This is the second blog in a multi-part series that will outline how to create a successful optimization practice within your organization. To check out the first blog, please go here.

We left off the last article by discussing the importance of a data-driven mindset. Once you have this established, you are ready to get more specific around what to test and where.

First you want to figure out ‘What’ you are trying to influence and ‘Where’ you should focus your time. The ‘What’ question could be easy or difficult depending on your organization and the number of stakeholders at the table. For most e-commerce organizations it is best to optimize towards revenue, this will ensure you are always moving the bottom line. Optimizing towards orders could result in a reduction of revenue by increasing the volume of low value orders at the expense of your high value customers. For media companies, this is where the ‘What’ question can become a little more ambiguous. Some companies may have a membership, but should you put your content behind a paywall? Other companies make their money from ad revenue, but where is the diminishing return?

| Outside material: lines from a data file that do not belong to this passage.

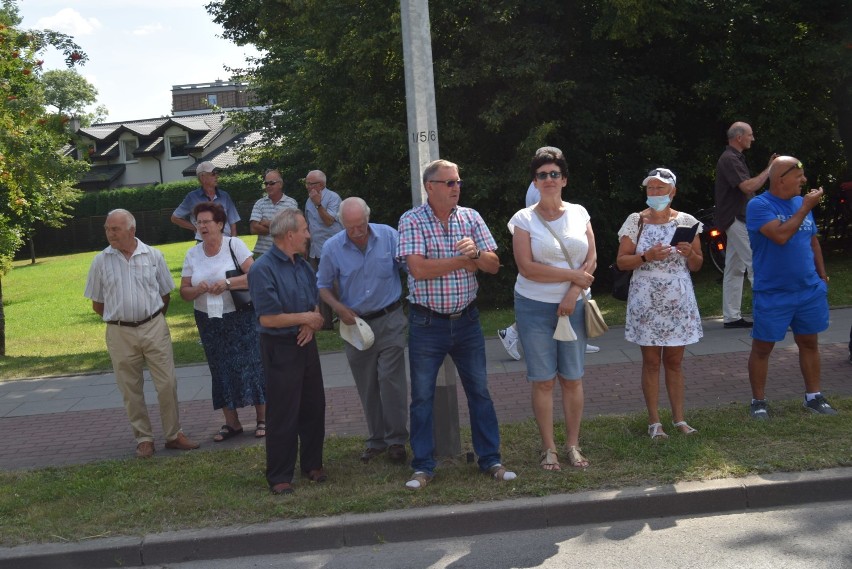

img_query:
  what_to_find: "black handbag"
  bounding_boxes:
[609,212,642,300]
[225,240,254,310]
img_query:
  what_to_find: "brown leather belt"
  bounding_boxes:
[411,302,476,320]
[107,308,163,328]
[361,300,402,320]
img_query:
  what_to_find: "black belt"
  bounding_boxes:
[107,308,163,328]
[411,302,476,320]
[361,300,402,320]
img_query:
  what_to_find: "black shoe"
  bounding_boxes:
[724,318,754,328]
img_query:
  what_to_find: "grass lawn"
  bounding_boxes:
[0,397,852,546]
[0,235,852,380]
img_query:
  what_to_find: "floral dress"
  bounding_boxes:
[618,212,704,346]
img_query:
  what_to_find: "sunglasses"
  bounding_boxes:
[778,162,804,178]
[535,170,562,180]
[429,180,461,188]
[648,168,674,180]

Optimization can help answer these questions, but not alone, you will need to analyze historic data and monitor performance over time to ensure you are on the right path. Simply conducting an A/B test that reaches statistical significance isn’t enough (WARNING: don’t place too much trust in your tool’s statistical significance calculation… but, more on this in a later post). Tests of paywalls on media sites may show promise at the beginning, but where is your point of saturation for paying members, how will this impact SEO, how much repeat traffic will you lose who are not willing to become a paying member?  These questions can all be answered, but will require more forethought, planning, and analysis to accomplish.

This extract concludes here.